When Harley-Davidson Inc. (NYSE: HOG) reported fourth-quarter, and full-year 2018 results before markets opened Tuesday, the iconic motorcycle builder posted breakeven adjusted earnings per share (EPS) on revenues of $1.15 billion for the quarter. In the same period a year ago, the company reported EPS of $0.47 on revenues of $1.83 billion. Fourth-quarter results also compare to the consensus estimates for EPS of $0.28 and $1.05 billion in revenues.
For the full year, the company said it had EPS of $3.78 on revenues of $4.97 billion, compared with year-ago EPS of $3.43 and revenues of $4.92 billion. Analysts were looking for EPS of $3.84 and revenues of $5.06 billion.
Harley’s breakeven quarter included quarterly restructuring costs of $19.1 million and a full-year total of $102.4 million. The company said it expects another $50 million to $60 million in restructuring costs in 2019.
In June, the company said it planned to eat the 31% tariff cost on sales in Europe. Calling the tariffs “a tremendous cost increase,” Harley said that passing the cost along to dealers and retail customers “would have an immediate and lasting detrimental impact” on its European business.

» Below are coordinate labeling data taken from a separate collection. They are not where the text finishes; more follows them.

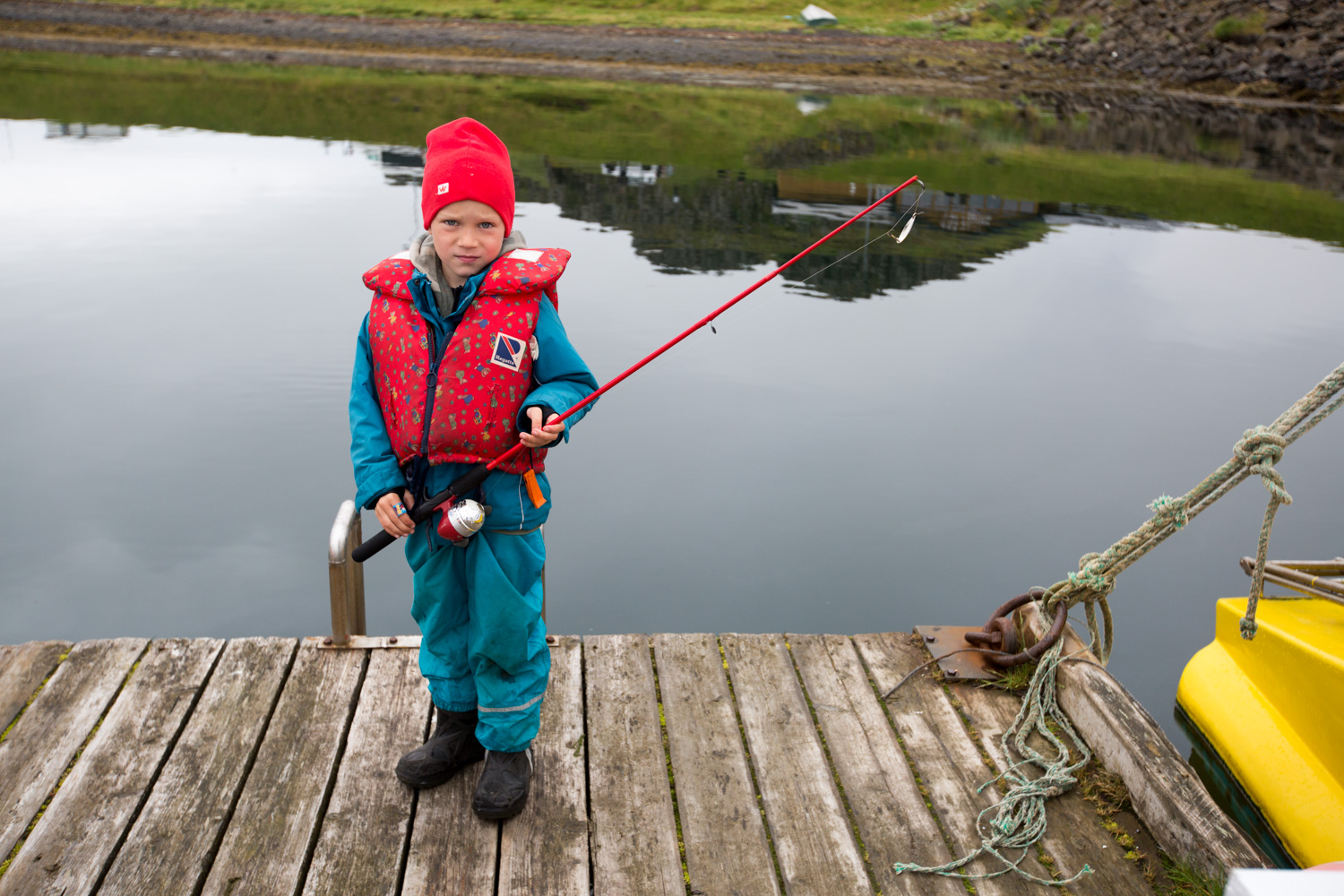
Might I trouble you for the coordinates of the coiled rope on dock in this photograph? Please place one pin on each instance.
(1018, 821)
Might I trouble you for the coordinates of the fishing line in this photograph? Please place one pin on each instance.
(910, 212)
(478, 474)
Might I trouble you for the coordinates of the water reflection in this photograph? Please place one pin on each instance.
(1051, 349)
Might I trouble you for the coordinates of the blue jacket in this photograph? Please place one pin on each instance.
(561, 381)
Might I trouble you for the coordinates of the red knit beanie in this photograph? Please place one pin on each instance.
(465, 160)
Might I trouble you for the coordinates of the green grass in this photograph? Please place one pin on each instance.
(964, 145)
(870, 16)
(1188, 880)
(1236, 29)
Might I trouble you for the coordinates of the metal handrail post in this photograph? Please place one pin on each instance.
(346, 578)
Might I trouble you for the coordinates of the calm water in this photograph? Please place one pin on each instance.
(913, 437)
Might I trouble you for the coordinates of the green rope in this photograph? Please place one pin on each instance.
(1019, 820)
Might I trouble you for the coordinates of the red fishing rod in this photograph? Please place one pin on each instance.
(468, 481)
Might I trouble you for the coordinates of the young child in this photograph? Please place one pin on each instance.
(461, 357)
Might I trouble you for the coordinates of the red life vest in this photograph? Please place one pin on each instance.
(486, 370)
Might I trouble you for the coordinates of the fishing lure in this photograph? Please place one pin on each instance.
(472, 478)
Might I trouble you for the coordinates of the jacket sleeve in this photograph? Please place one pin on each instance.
(376, 470)
(561, 375)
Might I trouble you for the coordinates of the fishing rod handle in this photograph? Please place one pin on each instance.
(425, 509)
(373, 546)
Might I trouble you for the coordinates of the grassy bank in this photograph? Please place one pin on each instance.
(969, 147)
(909, 18)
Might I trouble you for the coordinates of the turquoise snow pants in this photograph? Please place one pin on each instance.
(483, 638)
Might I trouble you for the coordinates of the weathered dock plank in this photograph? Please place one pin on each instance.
(811, 829)
(169, 845)
(890, 810)
(545, 849)
(72, 845)
(277, 814)
(453, 852)
(22, 670)
(633, 841)
(368, 818)
(45, 739)
(726, 848)
(945, 758)
(1168, 796)
(1074, 836)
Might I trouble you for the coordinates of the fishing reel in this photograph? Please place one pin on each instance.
(461, 521)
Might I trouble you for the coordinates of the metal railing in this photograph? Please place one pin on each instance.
(347, 576)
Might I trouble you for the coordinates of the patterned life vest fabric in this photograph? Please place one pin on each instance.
(472, 400)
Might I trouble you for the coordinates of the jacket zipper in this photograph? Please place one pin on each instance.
(430, 384)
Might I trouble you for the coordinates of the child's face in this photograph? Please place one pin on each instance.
(467, 237)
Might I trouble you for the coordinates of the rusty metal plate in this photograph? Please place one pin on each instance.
(957, 667)
(367, 642)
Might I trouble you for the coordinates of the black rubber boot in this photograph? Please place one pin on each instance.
(452, 747)
(502, 791)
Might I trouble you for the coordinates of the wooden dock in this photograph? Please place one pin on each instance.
(675, 764)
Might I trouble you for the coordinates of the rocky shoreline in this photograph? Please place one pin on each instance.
(1292, 48)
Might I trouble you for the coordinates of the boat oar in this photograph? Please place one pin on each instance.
(473, 477)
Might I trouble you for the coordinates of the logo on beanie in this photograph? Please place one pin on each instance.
(508, 351)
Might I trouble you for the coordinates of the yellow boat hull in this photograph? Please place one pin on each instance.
(1273, 711)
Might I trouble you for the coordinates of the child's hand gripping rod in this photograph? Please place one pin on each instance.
(473, 477)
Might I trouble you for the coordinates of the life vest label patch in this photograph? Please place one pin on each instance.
(508, 351)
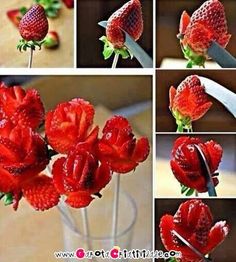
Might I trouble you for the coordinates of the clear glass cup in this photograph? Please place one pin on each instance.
(99, 214)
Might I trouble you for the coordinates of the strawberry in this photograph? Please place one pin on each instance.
(79, 176)
(193, 221)
(208, 23)
(186, 164)
(188, 102)
(52, 40)
(51, 7)
(69, 124)
(34, 24)
(15, 15)
(119, 148)
(69, 3)
(40, 193)
(129, 19)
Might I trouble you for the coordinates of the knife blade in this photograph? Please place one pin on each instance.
(143, 58)
(221, 93)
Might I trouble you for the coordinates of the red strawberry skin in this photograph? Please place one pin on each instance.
(15, 16)
(189, 100)
(52, 40)
(119, 148)
(193, 220)
(34, 24)
(208, 23)
(79, 175)
(21, 107)
(127, 18)
(69, 3)
(186, 165)
(69, 124)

The plan worked to some extent, as sales in Europe rose by nearly 1,500 units. Worldwide unit sales were down 6.1% in 2018, and unit sales down 10.2% in the United States.
CEO Matt Levatich said:
The challenges we experienced during the year reinforced the commitment we have for our More Roads to Harley-Davidson accelerated plan for growth. Our plan addresses the challenges of today and the opportunities we see for growth ahead, and we are energized by the momentum we are building. New and different people, riders and non-riders, are taking notice of Harley-Davidson and the thrill of riding.
The company’s challenges in the United States include younger generations (Gen X, Gen Y and millennials) who are not as smitten with Harley’s expensive bikes as their boomer parents and grandparents. Harley also managed to get sideways with President Trump when the company announced plans to move some production overseas. Trump, who is hugely popular with current Harley riders, urged Harley owners and prospective buyers to boycott the company over the overseas move. The numbers indicate that Trump’s audience listened.
On the company’s conference call to announce third-quarter earnings last October, CEO Levatich said of Harley’s move offshore, “This is something we’ve never contemplated on doing. We have never imagined moving production for European customers outside the United States, and here we are.”
Harley stock traded down about 8% shortly after the noon hour Tuesday, at $33.80 in a 52-week range of $31.36 to $52.46. The consensus 12-month price target is $41.35.